From fd8ac19a8081109ade0c29d90dc67bbf2d736ae8 Mon Sep 17 00:00:00 2001
From: Alex Snaps <alex@wcgw.dev>
Date: Mon, 28 Nov 2022 14:07:36 -0500
Subject: [PATCH] Kuadrant CR policy support proposal

---
 rfcs/0000-kuadrant_crd.md | 164 ++++++++++++++++++++++++++++++++++++++
 1 file changed, 164 insertions(+)
 create mode 100644 rfcs/0000-kuadrant_crd.md

diff --git a/rfcs/0000-kuadrant_crd.md b/rfcs/0000-kuadrant_crd.md
new file mode 100644
index 00000000..63f12a54
--- /dev/null
+++ b/rfcs/0000-kuadrant_crd.md
@@ -0,0 +1,164 @@
+# RFC Template
+
+- Feature Name: Control Policy management at the Kuadrant CR level
+- Start Date: 2022-11-15
+- RFC PR: [Kuadrant/architecture#0000](https://github.com/Kuadrant/architecture/pull/0000)

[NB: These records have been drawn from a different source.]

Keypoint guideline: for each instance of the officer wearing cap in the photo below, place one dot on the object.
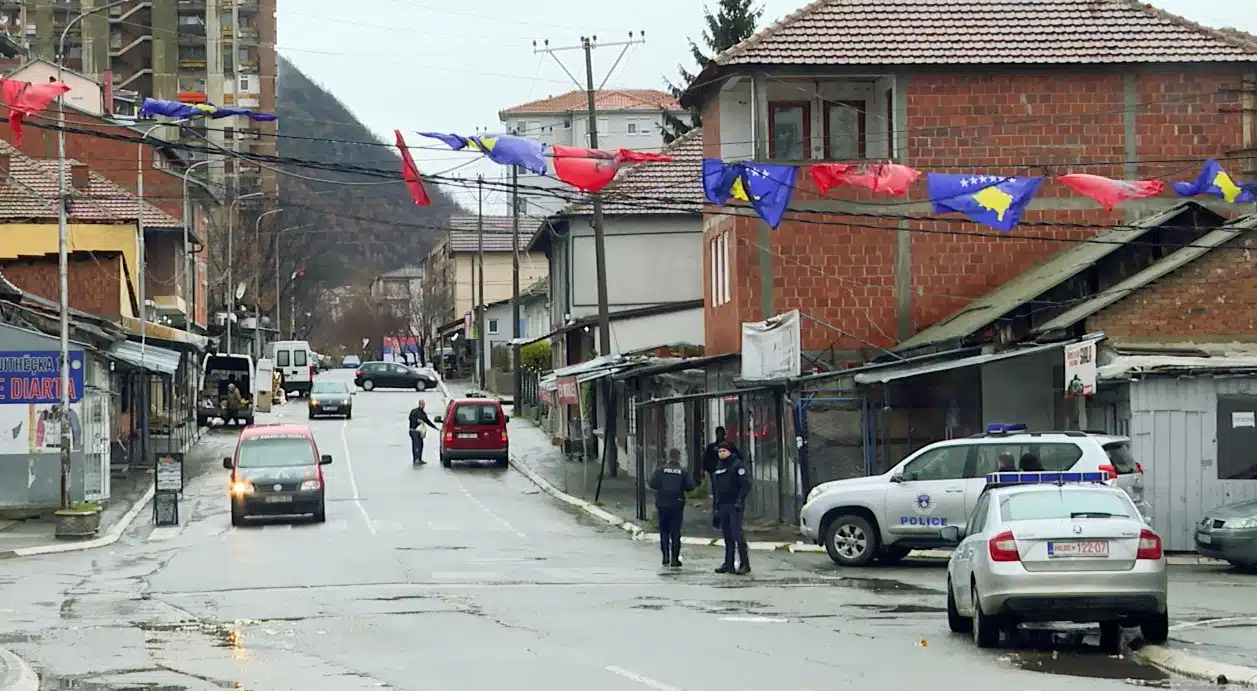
(732, 484)
(671, 483)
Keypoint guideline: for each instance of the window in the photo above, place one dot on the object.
(790, 130)
(845, 131)
(945, 462)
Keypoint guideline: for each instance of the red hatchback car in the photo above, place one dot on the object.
(474, 430)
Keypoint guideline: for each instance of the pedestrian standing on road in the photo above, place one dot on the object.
(732, 485)
(671, 483)
(417, 418)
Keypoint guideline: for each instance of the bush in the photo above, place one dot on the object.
(536, 356)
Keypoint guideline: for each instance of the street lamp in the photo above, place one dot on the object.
(63, 259)
(257, 283)
(230, 300)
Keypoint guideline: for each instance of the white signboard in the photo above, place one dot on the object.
(772, 349)
(1080, 368)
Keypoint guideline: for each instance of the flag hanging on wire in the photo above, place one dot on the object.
(25, 98)
(410, 174)
(190, 111)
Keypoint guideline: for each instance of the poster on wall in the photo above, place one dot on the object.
(772, 349)
(1080, 368)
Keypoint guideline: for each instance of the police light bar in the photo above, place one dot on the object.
(1045, 478)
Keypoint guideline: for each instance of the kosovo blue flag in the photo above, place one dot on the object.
(767, 187)
(992, 200)
(190, 111)
(1214, 182)
(505, 150)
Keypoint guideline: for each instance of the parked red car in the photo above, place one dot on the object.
(474, 430)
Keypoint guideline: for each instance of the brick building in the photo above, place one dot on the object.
(1040, 87)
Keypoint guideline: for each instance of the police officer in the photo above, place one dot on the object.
(732, 486)
(671, 483)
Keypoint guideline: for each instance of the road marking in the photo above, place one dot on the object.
(353, 481)
(641, 680)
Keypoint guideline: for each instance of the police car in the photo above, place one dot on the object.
(885, 516)
(1056, 547)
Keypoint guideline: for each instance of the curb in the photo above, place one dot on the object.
(19, 676)
(1194, 666)
(113, 535)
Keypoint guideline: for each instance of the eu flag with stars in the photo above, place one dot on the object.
(992, 200)
(189, 111)
(767, 187)
(1214, 182)
(505, 150)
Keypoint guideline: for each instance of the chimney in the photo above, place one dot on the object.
(81, 176)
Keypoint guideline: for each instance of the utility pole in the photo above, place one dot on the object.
(600, 241)
(478, 307)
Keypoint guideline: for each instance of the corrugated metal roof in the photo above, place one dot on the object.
(1042, 278)
(150, 357)
(986, 32)
(1148, 275)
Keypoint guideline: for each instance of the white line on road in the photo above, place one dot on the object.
(641, 680)
(353, 481)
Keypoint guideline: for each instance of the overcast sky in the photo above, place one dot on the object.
(450, 67)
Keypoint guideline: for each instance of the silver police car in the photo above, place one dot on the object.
(1056, 547)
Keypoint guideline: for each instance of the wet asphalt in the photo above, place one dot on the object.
(470, 578)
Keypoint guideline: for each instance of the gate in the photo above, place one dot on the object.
(836, 437)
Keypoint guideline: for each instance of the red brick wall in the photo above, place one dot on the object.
(842, 269)
(94, 280)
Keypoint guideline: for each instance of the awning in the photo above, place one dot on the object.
(155, 358)
(891, 373)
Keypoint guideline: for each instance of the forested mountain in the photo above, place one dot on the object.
(356, 238)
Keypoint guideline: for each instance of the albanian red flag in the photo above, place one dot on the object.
(24, 98)
(1110, 192)
(890, 179)
(410, 174)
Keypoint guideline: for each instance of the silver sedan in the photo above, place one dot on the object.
(1056, 553)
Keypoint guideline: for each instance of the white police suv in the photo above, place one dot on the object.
(886, 516)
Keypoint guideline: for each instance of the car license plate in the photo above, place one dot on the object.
(1082, 548)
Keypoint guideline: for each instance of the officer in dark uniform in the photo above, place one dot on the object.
(671, 483)
(732, 486)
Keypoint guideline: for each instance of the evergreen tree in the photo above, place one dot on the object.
(730, 24)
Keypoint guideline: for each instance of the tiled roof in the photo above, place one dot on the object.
(469, 223)
(603, 101)
(673, 187)
(30, 192)
(495, 241)
(986, 32)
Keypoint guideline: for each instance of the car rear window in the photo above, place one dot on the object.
(275, 451)
(1064, 504)
(475, 413)
(1120, 457)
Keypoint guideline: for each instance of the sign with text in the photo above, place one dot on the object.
(35, 376)
(568, 391)
(1080, 368)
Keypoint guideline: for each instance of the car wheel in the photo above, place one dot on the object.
(851, 540)
(986, 628)
(954, 621)
(1157, 631)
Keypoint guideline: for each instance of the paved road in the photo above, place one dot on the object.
(470, 578)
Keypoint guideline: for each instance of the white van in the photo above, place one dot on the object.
(294, 361)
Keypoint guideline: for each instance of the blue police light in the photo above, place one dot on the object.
(1045, 478)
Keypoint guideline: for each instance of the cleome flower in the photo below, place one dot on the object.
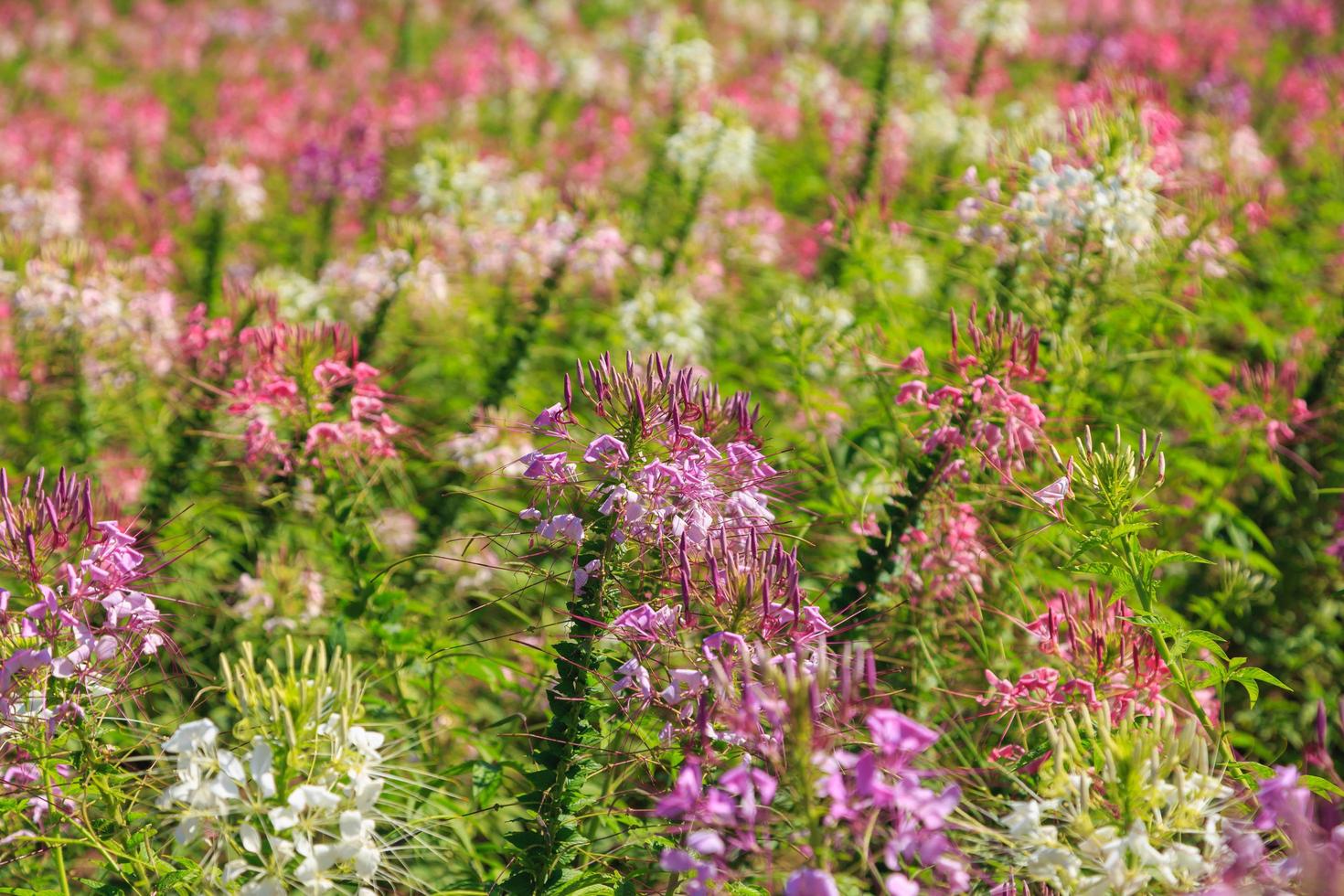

+- Issue tracking: [Kuadrant/architecture#0000](https://github.com/Kuadrant/architecture/issues/0000)
+
+# Summary
+[summary]: #summary
+
+Not every use cases requires, or even would want to permit usage of all of Kuadrant's capabilities to
+be enabled on the target cluster. This proposal aims at giving users control, through the `kuadrant`
+custom resource, of what gets enabled on the cluster when deploying Kuadrant.
+
+# Motivation
+[motivation]: #motivation
+
+The rational behind this proposal is that not every deployment requires all of Kuadrant features to be
+supported; currently `RateLimitPolicy` and `AuthPolicy`. There is no reason to impose the workload to
+run on the cluster if it isn't need, but there might be more reasons why explicitly disabling one
+feature might be desirable: disabling the users to actually apply one or the other policy to their
+traffic. Authorization for instance could always be implemented at the application level as per the
+organization desire, while rate limiting is achieved through `RateLimitPolicy` attached to the network
+resources. Just as the opposite situation might be applicable to an organization that wants to do
+authn/z by leveraging Kuadrant, but have no use cases for rate limiting.
+
+This proposal aims not only at defining a way to disable one of these features at deploy time, but
+also clarify what the behavior would be when such a state transitions while some policy are already
+existent; what the user experience would be when trying to apply a policy that's been explicitly
+disabled by the cluster administrator when Kuadrant was installed.
+
+# Guide-level explanation
+[guide-level-explanation]: #guide-level-explanation
+
+When applying the `Kuadrant` resource to the cluster for the first time, you have the option to
+disable the support for a policy by specifying the following in the `spec` of the resource:
+
+```yaml
+authentication:
+  policy: disabled
+rateLimiting:
+  policy: disabled
+```
+
+The `policy` key of either of the service, `authentication` and `rateLimiting`, defaults to `enabled`.
+That value can be specified as `disabled`. The behavior on both services is consistent: it disables
+the support for the policy backed by the service, i.e. `AuthPolicy` and `RateLimitPolicy`
+respectively.
+
+When disabling `RateLimitPolicy`, Kuadrant will not create the `Limitador` object used by the
+`limitador-operator`. Disabling the `AuthPolicy` yields the same result for the `Authorino` object.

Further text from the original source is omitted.